Adds metadata attributes to ls.socrata(). Fixes #72 #113

tomschenkjr · 2016-10-31T22:26:11Z

This provides a fix for #72.

The catalog fields are now downloaded from Socrata's Project Open Data Metadata file, data.json, and attaches it as an attribute to the data frame obtained from ls.socrata().

Added a test to ensure that the catalog fields are present as attributes.

@geneorama - can you review this pull request and accept if everything looks good?

coveralls · 2016-10-31T22:31:01Z

Coverage increased (+0.1%) to 96.25% when pulling 0ed533d on issue72 into 47d0366 on dev.

geneorama · 2016-11-03T17:34:11Z

@tomschenkjr

During my review I remembered the issues that I had previously encountered with ls.socrata and the solutions that I developed.

Technically speaking ls.socrata does return a data.frame, but as it stands the data.frame is hard to use as a data.frame because it's not completely flattened. Whenever I use ls.socrata I examine the structure of the output with str and the result is so verbose that I can't see the top and bottom of the output.

I think it would be nice if the output columns were vectors, and I think there's a good argument to do it within this issue.

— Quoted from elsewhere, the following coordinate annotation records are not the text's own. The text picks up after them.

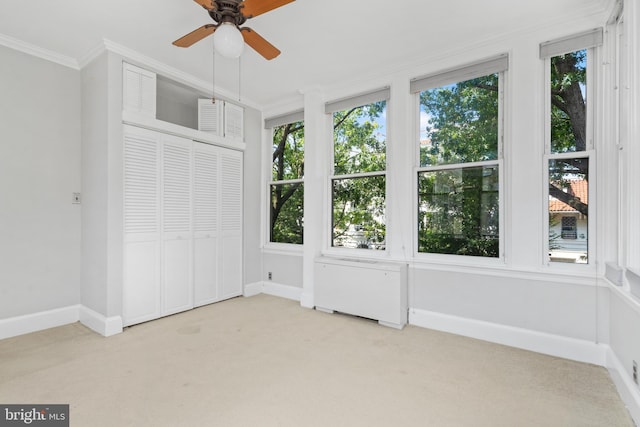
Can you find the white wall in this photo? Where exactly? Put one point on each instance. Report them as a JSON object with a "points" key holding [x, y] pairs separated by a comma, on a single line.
{"points": [[39, 171], [252, 212]]}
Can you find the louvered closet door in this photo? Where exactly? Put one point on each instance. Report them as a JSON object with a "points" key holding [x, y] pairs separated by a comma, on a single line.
{"points": [[205, 223], [139, 90], [231, 222], [177, 285], [141, 288]]}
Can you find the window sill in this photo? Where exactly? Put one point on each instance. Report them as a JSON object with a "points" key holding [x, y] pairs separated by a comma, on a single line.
{"points": [[283, 249]]}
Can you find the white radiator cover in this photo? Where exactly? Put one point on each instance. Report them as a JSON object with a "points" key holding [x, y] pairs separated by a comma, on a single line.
{"points": [[371, 289]]}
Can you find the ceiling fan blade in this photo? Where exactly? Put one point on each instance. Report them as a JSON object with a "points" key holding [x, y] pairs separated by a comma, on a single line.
{"points": [[207, 4], [253, 8], [259, 44], [195, 36]]}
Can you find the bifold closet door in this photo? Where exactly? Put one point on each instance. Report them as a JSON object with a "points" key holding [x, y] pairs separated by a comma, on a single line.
{"points": [[205, 223], [177, 239], [141, 287]]}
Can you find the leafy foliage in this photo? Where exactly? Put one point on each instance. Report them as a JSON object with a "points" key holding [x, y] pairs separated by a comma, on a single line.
{"points": [[287, 199], [359, 202], [458, 209]]}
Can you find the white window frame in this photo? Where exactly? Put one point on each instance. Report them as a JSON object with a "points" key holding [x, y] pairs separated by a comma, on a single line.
{"points": [[497, 65], [270, 124], [589, 41], [364, 99]]}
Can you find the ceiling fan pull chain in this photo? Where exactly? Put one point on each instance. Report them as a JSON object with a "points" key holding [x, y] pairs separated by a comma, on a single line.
{"points": [[239, 77], [213, 75]]}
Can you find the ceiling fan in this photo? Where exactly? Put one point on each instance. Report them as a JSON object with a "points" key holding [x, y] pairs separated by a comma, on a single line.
{"points": [[229, 15]]}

The columns contactPoint, publisher, keyword, and theme can be pretty easily converted to vectors, but the distribution column is more complicated. I've outlined some approaches to handling the distribution column below.

The columns contactPoint, publisher are easy to flatten into a single row with two columns. So, contactPoint could become contactPoint:<column1>, contactPoint:<column2>. In the past I've used the following approach:

cp <- do.call(cbind, df[, "contactPoint"])
colnames(cp) <- paste0("contactPoint:", colnames(cp))
df$contactPoint <- NULL
df <- cbind(df, cp)

The key keywords and theme columns are currently lists, but we could easily flatten them by converting them to converting them to JSON. I have been using this approach:

# clean up keywords
keywords <- data_df$keyword
data_df$keyword <- NA_character_
for(i in 1:nrow(data_df)){
  if(!is.null(keywords[[i]])){
    data_df$keyword[i] <- jsonlite::toJSON(keywords[[i]])
  }
}

The distribution column is a list that contains irregular and somewhat large data.frames. As such, it would be hard to flatten each element of distribution into a single row. However, distribution can be pretty easily normalized and put into a separate data.frame. Here's what I did to separate it out:

distro <- df[, "distribution"]
df[, "distribution"] <- NULL
distro <- lapply(1:length(distro), function(i)
    distro[[i]] <- cbind(landingPage = df$landingPage[i], distro[[i]])) ## add landing page as a key
distro <- do.call(rbind, distro)

This is nice, but now we would have df_data and distro to return to the user, which introduces design questions.

Here are some approaches that I would propose to handling the distribution return value.

Scenario 1

At first I thought this would require a two part return value (table + distribution), but then I realized that we could put it into the attributes. It might sound crazy to put a data.frame into the attributes, but there are other functions that do this such as the regex functions.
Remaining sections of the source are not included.